By this time the sun was on the horizon. Johnny stood up and stretched his back and shoulders as he watched the splendid gold and red death of another desert day.
He knew he was delaying his next decision. He reckoned it was five miles to where he had abandoned the Landrover in the gully. Five miles of hard going, a round trip of four hours - probably five in the dark. Could he leave Benedict here, get back to the vehicle, radio Cartridge Bay, and return to him?
Johnny swung round and looked up at the dunes. There was his answer. One of the hyenas was squatting on the top of a dune watching him intently. Hunger and the approach of night had made it unnaturally bold.
Johnny shouted an obscenity and made a threatening gesture towards it. The hyena jumped up and loped over the back of the ridge.
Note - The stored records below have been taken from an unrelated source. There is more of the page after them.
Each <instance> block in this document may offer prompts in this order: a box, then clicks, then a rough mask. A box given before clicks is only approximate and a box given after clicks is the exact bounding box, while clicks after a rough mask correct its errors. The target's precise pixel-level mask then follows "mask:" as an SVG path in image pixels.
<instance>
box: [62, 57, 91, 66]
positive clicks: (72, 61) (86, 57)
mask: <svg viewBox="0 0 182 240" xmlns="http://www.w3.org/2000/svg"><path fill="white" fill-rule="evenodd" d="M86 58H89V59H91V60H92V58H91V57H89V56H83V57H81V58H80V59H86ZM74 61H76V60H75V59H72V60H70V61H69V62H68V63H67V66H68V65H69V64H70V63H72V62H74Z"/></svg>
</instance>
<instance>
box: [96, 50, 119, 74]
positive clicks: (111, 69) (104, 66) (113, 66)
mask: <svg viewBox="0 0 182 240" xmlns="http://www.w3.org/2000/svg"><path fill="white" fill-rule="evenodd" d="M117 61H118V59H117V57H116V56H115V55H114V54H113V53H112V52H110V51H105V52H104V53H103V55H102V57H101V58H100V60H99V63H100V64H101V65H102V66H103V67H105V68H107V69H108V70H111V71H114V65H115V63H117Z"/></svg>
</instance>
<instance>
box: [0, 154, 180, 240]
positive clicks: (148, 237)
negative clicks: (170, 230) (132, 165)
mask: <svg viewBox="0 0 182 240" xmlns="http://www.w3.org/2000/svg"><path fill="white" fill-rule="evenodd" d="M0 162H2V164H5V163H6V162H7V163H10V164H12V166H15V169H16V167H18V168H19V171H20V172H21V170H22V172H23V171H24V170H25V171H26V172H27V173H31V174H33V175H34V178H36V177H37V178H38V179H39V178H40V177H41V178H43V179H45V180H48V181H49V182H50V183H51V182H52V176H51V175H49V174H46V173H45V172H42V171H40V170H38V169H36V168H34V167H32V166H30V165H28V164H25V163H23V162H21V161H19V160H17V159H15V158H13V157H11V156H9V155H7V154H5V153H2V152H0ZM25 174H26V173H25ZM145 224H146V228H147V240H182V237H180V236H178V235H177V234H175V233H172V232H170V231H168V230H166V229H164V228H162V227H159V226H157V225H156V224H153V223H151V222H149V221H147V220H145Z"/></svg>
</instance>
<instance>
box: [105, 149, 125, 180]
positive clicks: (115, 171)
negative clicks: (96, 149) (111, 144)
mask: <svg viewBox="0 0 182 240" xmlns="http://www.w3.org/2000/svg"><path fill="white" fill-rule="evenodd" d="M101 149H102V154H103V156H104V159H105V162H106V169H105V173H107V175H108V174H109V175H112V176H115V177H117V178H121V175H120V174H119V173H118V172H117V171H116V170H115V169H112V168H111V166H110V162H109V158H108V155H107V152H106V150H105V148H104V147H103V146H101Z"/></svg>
“Moon rise at eight tonight. I’ll rest until then - and we’ll go in the cool,” he decided and lay down on the sand beside Benedict. The lump in his back pocket prodded him, and he took the diamond out and held it in his hand.
In the darkness the hyenas began to cackle and shriek, and when the moon rose it silhouetted their evil shapes on the ridge above the saucer.
“Come on, Benedict. We’re going home. There are a couple of nice policemen who want to talk to you.“Johnny lifted him into a sitting position, draped Benedict’s arm over his shoulder and came up under him in a fireman’s lift.